David Attié, S. Amano, P. Baron, D. Bauduin, D. Bernard, P. Bruel, D. Calvet, P. Colas, S. Daté, A. Delbart, M. Frotin, Y. Geerebaert, B. Giebels, D. Götz, P. Gros, S. Hashimoto, D. Horan, T. Kotaka, M. Louzir, F. Magniette, Y. Minamiyama, S. Miyamoto, H. Ohkuma, P. Poilleux, I. Semeniouk, P. Sizun, A. Takemoto, M. Yamaguchi, R. Yonamine, S. Wang
Proceedings of Science 2017年
Access to the photon polarisation in the 1-100 MeV energy range is a challenge for the next generation of space telescopes. The current telescopes in space are almost blind in this energy range, mainly due to the degradation of the angular resolution of e+e-pair and due to elastic scattering in the matter. Pair-conversion detector technologies as gaseous detectors are a promising alternative to the technologies based on tungsten-converter/thin-sensitive-layer stacks such as COS-B/EGRET/Fermi-LAT, firstly to improve the single-photon angular resolution and secondly for the polarisation information. The use of a time projection chamber (TPC) as a target and a tracking detector will improve by up to one order of magnitude the single-photon angular resolution (0.5°@100 MeV) with respect to the Fermi-LAT (5°@100 MeV), and by up to a factor of three with respect to what can be expected for silicon detectors (1.0-1.5°@100 MeV).

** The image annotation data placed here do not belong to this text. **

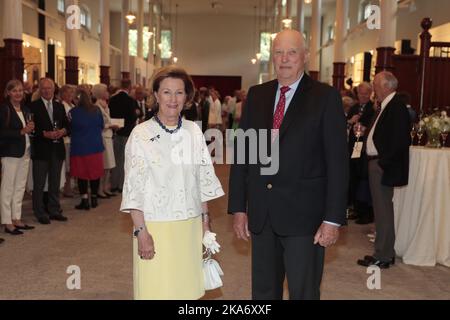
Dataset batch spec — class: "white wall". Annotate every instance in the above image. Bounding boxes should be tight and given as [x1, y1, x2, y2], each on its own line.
[171, 15, 259, 88]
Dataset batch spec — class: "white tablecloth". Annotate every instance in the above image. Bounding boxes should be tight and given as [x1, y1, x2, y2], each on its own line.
[394, 147, 450, 267]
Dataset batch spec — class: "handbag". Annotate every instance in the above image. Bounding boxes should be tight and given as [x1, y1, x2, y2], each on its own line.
[203, 250, 223, 290]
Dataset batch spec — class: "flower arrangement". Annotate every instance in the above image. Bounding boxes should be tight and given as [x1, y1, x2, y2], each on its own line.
[419, 111, 450, 148]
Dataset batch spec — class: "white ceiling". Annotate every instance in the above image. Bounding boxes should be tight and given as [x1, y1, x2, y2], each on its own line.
[111, 0, 336, 16]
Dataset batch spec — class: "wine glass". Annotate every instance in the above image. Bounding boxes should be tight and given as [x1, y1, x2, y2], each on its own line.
[416, 124, 425, 146]
[441, 126, 450, 148]
[355, 122, 362, 142]
[25, 112, 34, 138]
[53, 120, 59, 143]
[410, 123, 418, 146]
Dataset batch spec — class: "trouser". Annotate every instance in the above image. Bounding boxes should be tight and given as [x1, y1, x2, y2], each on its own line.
[33, 150, 64, 219]
[99, 169, 111, 193]
[252, 218, 325, 300]
[78, 179, 100, 197]
[0, 152, 30, 224]
[369, 160, 395, 262]
[111, 136, 128, 190]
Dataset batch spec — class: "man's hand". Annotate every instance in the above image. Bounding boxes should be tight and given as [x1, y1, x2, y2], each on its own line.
[314, 222, 339, 248]
[42, 131, 57, 140]
[233, 212, 250, 241]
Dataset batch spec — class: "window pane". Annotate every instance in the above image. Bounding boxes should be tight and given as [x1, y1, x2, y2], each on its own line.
[58, 0, 65, 13]
[128, 29, 137, 57]
[161, 30, 172, 59]
[143, 27, 151, 58]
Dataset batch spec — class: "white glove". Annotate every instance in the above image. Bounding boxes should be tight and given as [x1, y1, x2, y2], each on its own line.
[203, 231, 220, 254]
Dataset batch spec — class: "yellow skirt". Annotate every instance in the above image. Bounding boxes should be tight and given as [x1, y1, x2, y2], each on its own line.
[133, 216, 205, 300]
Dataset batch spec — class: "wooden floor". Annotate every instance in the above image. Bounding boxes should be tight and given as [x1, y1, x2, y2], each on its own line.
[0, 165, 450, 300]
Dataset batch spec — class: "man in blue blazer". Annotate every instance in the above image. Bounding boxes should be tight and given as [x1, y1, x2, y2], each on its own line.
[228, 30, 349, 300]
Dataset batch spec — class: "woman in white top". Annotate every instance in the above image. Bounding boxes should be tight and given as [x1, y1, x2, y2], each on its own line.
[92, 84, 119, 199]
[121, 67, 224, 300]
[0, 80, 34, 235]
[59, 84, 76, 198]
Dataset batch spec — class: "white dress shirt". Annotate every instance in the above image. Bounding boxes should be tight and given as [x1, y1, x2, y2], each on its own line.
[366, 92, 396, 157]
[120, 119, 224, 222]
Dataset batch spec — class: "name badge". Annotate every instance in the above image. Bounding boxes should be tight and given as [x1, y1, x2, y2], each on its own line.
[352, 142, 363, 159]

With such a good angular resolution, a TPC can close the sensitivity gap at the level of 10-6 MeV/cm2.s) between 3 and 300 MeV despite having e lower sensitive mass. Furthermore, this good single-track angular resolution allows us to measure the linear polarisation fraction. The HARPO (Hermetic ARgon POlarimeter) detector prototype that we built is a high pressure (0.5-4 bar) low pile-up and low-diffusion gas detector. We will present the results of its high-statistics characterisation in the 1.7-74 MeV fully-polarised and non-polarised gamma-ray beam provided by the BL01 line at NewSUBARU. The excellent value of the polarisation asymmetry dilution factor that we measured opens the possibility of having a polarimeter in space working in the MeV-GeV energy range. In conclusion, we will present the design of a balloon-flight prototype ST3G (Self-Triggered Time projection chamber as a Gamma-ray Telescope) which is being developed. We will discuss its expected performance.